UNIVERSITY PARK, Pa. — Adam Longenbach graduated from Penn State in 2011 with both bachelor of architecture and master of architecture degrees. He works alongside fellow alumnus Matt McMahon as a researcher at Snøhetta, an internationally renowned practice of architecture, landscape architecture, interior architecture, product and graphic design.
Longenbach, who is originally from Montoursville, Pennsylvania, grew up interested in architecture. He sheepishly admitted that he loved to draw and trace floor plans as a kid.
“In high school I began to look at architecture more seriously as a potential profession. Like many young students in the United States, I first became interested in the work of the “Franks” — Frank Lloyd Wright and Frank Gehry — and my interests broadened from there,” he said.

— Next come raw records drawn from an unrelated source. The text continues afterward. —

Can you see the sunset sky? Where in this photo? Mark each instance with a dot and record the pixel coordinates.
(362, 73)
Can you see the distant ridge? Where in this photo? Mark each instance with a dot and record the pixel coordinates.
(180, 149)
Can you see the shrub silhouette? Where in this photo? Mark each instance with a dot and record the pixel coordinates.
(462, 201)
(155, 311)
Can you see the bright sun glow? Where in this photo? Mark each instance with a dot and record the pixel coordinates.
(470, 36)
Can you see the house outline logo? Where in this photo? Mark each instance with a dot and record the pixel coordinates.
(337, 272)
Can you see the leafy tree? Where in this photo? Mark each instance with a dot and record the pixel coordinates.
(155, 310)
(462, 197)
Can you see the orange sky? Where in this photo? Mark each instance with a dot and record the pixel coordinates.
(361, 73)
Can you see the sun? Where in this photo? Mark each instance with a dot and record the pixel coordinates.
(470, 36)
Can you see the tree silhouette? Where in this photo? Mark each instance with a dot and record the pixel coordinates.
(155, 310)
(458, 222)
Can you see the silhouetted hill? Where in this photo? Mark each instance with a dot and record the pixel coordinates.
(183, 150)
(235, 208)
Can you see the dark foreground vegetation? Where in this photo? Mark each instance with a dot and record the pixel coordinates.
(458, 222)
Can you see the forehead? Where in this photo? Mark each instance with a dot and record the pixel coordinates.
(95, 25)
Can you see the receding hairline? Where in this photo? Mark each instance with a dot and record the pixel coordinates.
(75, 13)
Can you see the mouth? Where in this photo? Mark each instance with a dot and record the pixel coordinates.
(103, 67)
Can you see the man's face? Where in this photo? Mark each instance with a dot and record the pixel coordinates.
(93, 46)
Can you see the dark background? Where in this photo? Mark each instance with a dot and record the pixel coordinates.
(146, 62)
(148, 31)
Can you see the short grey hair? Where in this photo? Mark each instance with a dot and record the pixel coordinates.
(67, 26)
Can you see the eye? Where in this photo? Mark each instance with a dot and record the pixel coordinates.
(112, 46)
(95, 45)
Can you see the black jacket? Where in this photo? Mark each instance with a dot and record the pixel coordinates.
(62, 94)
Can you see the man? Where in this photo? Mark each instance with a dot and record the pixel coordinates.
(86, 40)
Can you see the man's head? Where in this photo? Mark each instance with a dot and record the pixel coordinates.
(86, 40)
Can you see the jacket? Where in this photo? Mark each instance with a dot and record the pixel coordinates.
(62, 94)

Penn State was the only place he applied to because he knew Happy Valley was where he wanted to be. He liked that it was close to home but still far enough to maintain his independence. A family friend who had gone through the architecture program at Penn State was instrumental in encouraging Longenbach to pursue the same academic path.
While pursuing two degrees at Penn State, Longenbach was also part of the American Institute of Architecture Students and the Penn State Racquetball Club in his fifth and sixth year.
“I will always look back fondly on my time in studio,” he said. “One special thing about my freshman class is that we were the first to be educated in the Stuckeman Family Building.”
During his freshman year, Longenbach considered leaving the program to pursue other interests, but decided to push through for his sophomore year after his second-year fall studio professor, Loukas Kalisperis, encouraged him to persist.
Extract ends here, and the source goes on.